Dying sun caught tearing apart its own asteroids (Science)

The Kepler Space Telescope has detected disintegrating asteroids orbiting a white dwarf, the type of burned-out star our sun will become about 8 billion years from now. The discovery explains why some white dwarfs have heavy elements on their surfaces and also gives us a possible preview of Earth's grisly fate.
"It's really amazing," says Jay Holberg, an astronomer at the University of Arizona in Tucson, who was not involved in the discovery. "We've never seen this before for a white dwarf."
A typical white dwarf is nearly as massive as the sun but only slightly larger than Earth, so the star exerts a strong gravitational pull at its surface: Drop a rock from a height of 1 meter and it would hit the star at thousands of kilometers per hour.

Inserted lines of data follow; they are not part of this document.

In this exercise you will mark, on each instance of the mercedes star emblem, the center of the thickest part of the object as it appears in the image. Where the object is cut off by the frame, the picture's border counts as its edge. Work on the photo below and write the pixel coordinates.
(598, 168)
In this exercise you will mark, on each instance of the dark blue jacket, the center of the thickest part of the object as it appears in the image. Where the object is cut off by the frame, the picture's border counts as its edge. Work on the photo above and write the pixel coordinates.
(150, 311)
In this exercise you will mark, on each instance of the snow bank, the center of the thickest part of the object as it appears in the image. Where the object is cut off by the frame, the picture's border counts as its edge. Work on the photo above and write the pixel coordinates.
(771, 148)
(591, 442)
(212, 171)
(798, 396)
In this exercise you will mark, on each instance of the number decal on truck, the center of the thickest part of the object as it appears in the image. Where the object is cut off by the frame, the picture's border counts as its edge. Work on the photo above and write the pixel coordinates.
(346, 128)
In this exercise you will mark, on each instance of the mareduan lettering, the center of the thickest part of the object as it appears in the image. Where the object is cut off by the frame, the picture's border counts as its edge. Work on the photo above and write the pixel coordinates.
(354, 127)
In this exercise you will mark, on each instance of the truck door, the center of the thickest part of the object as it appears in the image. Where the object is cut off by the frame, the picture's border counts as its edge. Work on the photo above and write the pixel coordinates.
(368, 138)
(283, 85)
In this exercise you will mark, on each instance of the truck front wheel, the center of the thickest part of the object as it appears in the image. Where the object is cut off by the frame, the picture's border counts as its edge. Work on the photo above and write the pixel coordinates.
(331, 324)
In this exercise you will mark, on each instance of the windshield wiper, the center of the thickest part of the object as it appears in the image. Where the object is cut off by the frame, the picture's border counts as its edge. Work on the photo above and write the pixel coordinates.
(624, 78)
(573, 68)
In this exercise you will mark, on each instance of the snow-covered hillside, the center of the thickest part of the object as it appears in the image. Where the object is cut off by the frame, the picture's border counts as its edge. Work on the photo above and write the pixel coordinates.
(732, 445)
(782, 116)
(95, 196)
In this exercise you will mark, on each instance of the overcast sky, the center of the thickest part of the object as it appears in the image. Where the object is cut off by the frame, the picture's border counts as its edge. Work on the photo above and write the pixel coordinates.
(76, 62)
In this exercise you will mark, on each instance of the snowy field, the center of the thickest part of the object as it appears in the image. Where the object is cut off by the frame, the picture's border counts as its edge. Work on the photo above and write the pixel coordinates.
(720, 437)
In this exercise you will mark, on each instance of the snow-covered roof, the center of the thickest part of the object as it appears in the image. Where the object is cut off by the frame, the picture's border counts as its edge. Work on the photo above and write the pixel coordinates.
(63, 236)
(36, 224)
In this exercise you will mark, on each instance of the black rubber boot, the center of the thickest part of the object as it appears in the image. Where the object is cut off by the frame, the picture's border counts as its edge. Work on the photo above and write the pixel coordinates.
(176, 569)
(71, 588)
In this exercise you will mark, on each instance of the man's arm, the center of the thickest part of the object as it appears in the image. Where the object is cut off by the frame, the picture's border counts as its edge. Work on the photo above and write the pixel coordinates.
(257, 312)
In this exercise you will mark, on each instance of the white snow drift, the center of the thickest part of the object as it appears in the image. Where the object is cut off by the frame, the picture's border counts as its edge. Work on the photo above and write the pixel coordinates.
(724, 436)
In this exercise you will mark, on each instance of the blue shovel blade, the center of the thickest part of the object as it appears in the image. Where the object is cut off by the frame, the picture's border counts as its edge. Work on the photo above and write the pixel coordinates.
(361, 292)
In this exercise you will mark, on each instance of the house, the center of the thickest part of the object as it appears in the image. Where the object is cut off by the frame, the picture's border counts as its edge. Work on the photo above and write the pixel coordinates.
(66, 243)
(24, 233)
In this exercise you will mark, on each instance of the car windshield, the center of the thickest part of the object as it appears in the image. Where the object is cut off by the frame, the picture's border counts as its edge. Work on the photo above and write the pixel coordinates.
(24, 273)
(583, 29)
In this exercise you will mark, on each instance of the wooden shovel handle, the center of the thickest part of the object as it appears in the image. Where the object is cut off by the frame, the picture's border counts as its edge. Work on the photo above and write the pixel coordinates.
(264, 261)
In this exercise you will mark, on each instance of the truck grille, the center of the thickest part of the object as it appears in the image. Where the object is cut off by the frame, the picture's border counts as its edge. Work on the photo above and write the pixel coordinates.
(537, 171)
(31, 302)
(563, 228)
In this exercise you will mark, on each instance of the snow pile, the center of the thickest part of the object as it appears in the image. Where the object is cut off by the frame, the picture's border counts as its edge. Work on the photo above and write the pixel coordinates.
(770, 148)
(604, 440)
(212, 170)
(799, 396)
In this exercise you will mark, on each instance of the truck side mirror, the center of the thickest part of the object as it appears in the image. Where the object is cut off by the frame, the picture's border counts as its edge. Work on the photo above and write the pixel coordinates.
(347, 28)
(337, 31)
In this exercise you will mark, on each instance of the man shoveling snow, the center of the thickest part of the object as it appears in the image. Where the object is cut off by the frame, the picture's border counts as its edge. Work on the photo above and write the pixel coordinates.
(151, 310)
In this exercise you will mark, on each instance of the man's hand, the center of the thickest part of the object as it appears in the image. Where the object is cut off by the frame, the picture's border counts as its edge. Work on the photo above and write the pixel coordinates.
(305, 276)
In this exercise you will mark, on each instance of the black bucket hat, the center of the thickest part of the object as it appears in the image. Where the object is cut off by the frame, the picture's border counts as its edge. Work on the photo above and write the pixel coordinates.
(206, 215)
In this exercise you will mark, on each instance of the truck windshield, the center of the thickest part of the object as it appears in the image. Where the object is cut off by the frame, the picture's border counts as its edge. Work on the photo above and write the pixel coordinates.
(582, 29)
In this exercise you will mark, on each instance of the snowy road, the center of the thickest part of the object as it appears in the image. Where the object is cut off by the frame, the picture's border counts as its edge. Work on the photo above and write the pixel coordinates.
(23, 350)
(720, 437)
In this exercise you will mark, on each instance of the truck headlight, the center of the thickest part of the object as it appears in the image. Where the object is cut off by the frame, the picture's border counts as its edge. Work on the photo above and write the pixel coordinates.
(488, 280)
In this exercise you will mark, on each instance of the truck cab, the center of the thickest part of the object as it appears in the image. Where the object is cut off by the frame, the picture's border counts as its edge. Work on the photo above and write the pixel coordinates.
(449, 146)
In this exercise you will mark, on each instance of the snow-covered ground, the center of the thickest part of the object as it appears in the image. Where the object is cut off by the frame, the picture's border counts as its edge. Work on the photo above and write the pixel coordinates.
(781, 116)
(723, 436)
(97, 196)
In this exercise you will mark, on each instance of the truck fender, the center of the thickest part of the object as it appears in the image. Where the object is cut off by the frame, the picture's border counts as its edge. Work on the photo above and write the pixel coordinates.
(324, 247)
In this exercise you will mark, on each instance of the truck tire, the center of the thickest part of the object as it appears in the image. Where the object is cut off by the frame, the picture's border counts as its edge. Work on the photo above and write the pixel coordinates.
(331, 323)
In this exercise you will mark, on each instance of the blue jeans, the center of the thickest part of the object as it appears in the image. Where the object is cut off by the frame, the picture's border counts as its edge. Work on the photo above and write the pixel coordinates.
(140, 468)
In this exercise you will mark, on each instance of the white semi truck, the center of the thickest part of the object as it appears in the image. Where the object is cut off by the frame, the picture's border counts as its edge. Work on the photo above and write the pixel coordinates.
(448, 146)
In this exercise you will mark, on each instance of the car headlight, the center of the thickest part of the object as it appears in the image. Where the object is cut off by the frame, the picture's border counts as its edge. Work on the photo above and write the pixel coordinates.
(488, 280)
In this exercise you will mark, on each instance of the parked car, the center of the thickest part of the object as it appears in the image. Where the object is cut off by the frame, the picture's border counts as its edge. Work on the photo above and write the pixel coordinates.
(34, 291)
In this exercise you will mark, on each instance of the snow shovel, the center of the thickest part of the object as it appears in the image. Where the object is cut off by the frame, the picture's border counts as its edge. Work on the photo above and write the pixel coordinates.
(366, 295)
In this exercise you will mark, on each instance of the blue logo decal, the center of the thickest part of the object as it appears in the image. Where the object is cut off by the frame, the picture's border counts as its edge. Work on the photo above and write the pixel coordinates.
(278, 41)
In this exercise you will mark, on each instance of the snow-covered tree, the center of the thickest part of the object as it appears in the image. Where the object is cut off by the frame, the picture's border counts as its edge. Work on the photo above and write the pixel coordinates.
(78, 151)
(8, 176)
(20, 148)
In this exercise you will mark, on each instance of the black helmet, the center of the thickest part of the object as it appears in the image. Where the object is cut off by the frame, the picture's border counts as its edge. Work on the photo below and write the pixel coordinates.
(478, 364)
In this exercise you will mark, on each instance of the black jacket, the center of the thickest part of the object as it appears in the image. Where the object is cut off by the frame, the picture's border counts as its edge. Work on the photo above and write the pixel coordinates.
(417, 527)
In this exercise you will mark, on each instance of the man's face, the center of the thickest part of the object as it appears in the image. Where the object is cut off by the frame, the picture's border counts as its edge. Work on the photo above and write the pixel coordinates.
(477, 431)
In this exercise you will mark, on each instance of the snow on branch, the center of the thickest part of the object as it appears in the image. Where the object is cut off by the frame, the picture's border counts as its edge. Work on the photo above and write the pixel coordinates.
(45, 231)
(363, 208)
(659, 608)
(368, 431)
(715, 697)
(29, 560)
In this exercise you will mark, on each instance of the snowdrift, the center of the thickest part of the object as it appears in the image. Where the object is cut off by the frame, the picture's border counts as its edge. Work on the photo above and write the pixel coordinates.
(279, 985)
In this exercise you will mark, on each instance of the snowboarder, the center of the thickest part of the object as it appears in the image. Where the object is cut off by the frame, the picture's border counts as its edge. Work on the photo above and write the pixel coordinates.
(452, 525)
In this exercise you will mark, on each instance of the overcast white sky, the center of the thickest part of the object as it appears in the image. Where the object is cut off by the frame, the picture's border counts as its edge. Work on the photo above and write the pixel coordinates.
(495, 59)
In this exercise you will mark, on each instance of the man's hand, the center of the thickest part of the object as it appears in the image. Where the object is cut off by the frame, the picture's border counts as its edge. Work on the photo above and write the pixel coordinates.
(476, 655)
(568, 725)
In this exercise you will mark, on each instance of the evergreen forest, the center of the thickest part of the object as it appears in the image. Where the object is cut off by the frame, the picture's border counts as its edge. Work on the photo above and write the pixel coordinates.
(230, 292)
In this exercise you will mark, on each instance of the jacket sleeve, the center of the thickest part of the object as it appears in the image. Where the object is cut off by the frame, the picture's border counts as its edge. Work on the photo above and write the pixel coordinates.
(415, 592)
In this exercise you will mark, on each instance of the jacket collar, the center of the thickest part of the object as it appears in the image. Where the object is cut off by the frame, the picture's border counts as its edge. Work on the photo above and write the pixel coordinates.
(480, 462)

The strong gravitational force should also yank all elements heavier than helium beneath the star's surface, yet the surfaces of many white dwarfs nevertheless possess heavy elements, suggesting that asteroids deposit elements such as silicon and iron.
Now, for the first time, researchers have seen this scenario unfold. Andrew Vanderburg, an astronomer at the Harvard-Smithsonian Center for Astrophysics, was analyzing data from Kepler, which detects planets when they block the light of their sun. "One of the white dwarfs suddenly popped up with this really intriguing signature," Vanderburg says. As his team reports online today in Nature, the white dwarf, located in the constellation Virgo and named WD 1145+017, has at least one, and probably several, asteroids that are disintegrating. As a debris cloud from each asteroid passes between us and the star, Kepler detects a dimming of the star's light.
"It's fascinating," says astronomer Michael Jura of the University of California, Los Angeles, who was not part of the discovery team. "They've actually caught in the act the process of some asteroid breaking into pieces, being disrupted by the white dwarf host star."
Indeed, the star itself is the asteroids' enemy. Its gravity has torn them asunder, and its light is vaporizing their rock. The asteroids are so close to the star that they revolve in just 4.5 to 4.9 hours; Vanderburg estimates they are roughly the size of Ceres, the largest asteroid between the orbits of Mars and Jupiter.
Billions of years from now, our sun will expand into a red giant, engulfing and incinerating Mercury and possibly Venus and Earth. Then the red sun will eject its outer layers and expose its hot core, which will contract into a white dwarf. Even if the sun never engulfs Earth, the drama may destabilize orbits in the solar system so that asteroids crash into our world and grind it up. Thus, the newly discovered asteroids could conceivably be the wreckage of a planet that once resembled our own.